How a drip, drip, drip… can turn into a deluge

9/18/2017

By David Chojnacki

CMO at Verifi1


Are you a company that employs over 100 people?

Are you a broker that represents companies that employ over 100 people?

Are you the business manager for a Taft-Hartley Trust?

Are you the administrator for a municipality, or school district, or state agency?

If you answered “yes” to any of the aforementioned questions, then I have some sobering news for you:

If you have never completed a dependent eligibility verification - or have not continued to verify new hires, open enrollment status changes, or off cycle life events, your company – or the company you represent – is 100% GUARANTEED to lose money every year providing unbudgeted healthcare dollars to people who aren’t eligible.
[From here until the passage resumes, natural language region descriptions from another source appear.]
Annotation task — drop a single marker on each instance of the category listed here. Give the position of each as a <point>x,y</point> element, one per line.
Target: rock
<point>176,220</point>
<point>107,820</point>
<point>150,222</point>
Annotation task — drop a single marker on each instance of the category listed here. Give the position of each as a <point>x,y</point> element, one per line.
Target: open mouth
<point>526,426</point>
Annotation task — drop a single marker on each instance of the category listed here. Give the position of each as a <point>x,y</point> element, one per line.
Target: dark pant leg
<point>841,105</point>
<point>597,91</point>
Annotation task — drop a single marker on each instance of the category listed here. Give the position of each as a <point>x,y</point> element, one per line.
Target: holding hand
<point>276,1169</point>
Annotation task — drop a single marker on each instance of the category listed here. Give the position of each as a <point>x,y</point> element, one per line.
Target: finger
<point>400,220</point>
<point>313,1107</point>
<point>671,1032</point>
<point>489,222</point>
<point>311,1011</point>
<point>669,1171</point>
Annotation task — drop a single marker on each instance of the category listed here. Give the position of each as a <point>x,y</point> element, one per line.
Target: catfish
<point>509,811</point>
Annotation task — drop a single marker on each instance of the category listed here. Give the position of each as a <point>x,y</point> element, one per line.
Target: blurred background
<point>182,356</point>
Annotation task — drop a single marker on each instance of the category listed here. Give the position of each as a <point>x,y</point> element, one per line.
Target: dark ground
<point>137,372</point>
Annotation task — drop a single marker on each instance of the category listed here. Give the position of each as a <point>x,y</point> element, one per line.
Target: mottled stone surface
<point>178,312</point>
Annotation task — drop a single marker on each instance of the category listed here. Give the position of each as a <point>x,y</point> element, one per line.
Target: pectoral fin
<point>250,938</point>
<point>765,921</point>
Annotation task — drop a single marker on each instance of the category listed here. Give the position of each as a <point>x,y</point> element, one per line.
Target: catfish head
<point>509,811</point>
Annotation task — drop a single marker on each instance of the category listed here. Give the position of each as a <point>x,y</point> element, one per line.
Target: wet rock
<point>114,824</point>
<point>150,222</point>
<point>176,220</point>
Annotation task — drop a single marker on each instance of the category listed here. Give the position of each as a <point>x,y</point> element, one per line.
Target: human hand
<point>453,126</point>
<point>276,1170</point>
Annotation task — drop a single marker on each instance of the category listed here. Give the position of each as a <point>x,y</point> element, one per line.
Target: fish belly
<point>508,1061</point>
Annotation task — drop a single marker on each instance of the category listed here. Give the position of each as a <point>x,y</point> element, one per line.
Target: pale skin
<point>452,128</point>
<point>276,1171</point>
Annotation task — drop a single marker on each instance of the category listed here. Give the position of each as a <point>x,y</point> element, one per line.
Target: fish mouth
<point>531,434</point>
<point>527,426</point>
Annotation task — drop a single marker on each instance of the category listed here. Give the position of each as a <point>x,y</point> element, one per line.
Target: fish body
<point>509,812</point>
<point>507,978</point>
You shouldn’t fall under the mistaken notion that oversight from insurance carriers, TPA’s, or even occasional random “spot check” audits from your staff members will remedy this problem. That’s because the entry points and pathways for people to add ineligible dependents aren’t straightforward or universal in their application.
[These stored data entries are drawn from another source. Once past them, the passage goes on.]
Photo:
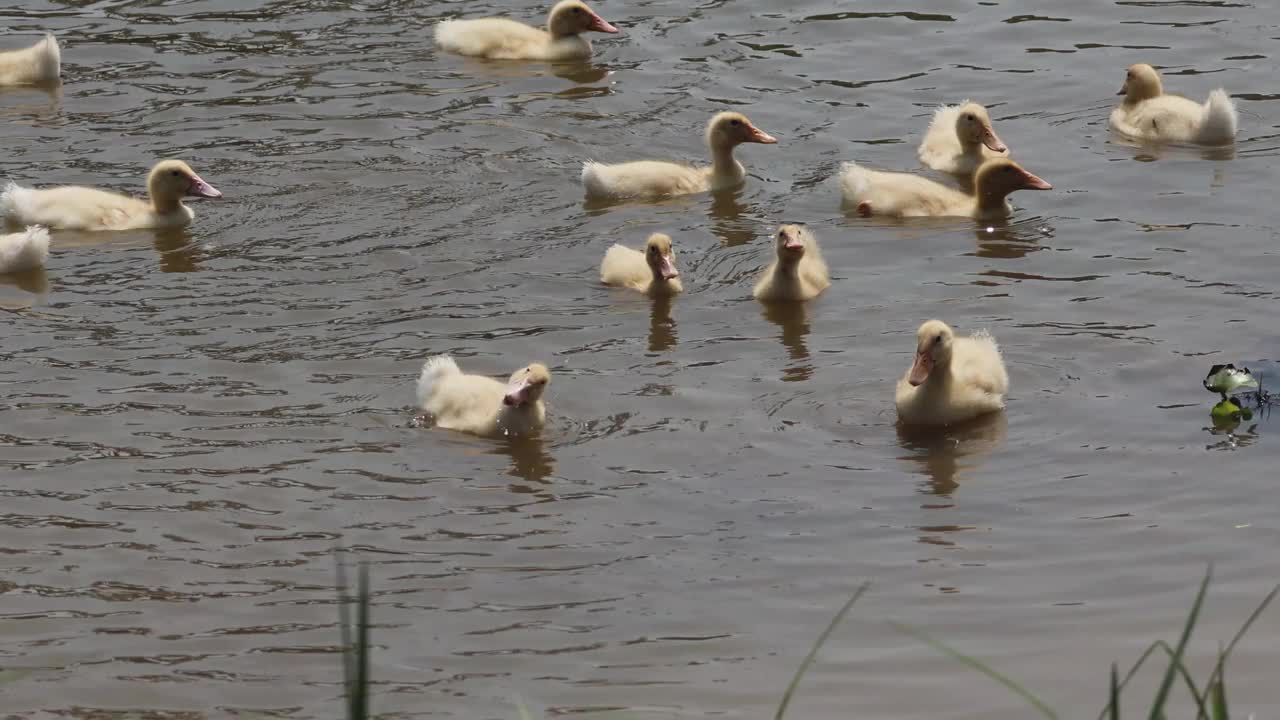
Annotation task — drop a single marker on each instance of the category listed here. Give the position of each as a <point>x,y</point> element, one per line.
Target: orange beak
<point>991,140</point>
<point>757,135</point>
<point>920,368</point>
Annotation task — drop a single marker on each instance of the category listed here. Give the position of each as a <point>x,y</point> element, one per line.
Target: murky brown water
<point>193,420</point>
Historically, a large percentage of the ineligible dependent population results from folks misinterpreting plan rules (“I thought my nephew qualified for my company sponsored health coverage, because he lives with me for six months of the year, and I provide him with food and clothing.”)

Not surprisingly, the other sizeable category of those identified as ineligible are the result of out and out fraud (“I didn’t tell my employer I was divorced, because I didn’t want to pay for a more expensive individual plan for my ex-spouse”.)

Ineligible dependents can also result from employers not properly validating and tracking “life event changes” - which involve employees attempting to onboard dependents off-cycle, that they initially may have declined coverage for during their open enrollment period, or at time of hire.

Finally, the remainder of the ineligible dependent pool is comprised of dependents who should have been removed from policies by carriers (due to age limit parameters, or other summary plan description (SPD) rules), but remain covered. The employer unfortunately, faces the risk of unforeseen claims expense if these presently dormant individuals access their benefits at any point in the future.

This problem will never “self-correct”, and the faucet will continue to drip – to the tune of over $5,000 per ineligible dependent per year.

Those drips can quickly turn into a full-blown spending deluge, when you consider that every ten ineligible dependents amount to $50,000 in healthcare expense. As a result, if you are a company operating on a typical 5% profit margin, you would need to sell, invoice and collect $1,000,000 in revenue to cover the cost of just those ten ineligibles.

The bottom line: tighten up the spigot now, or face the flood of unbudgeted benefits expense that is certain to come later.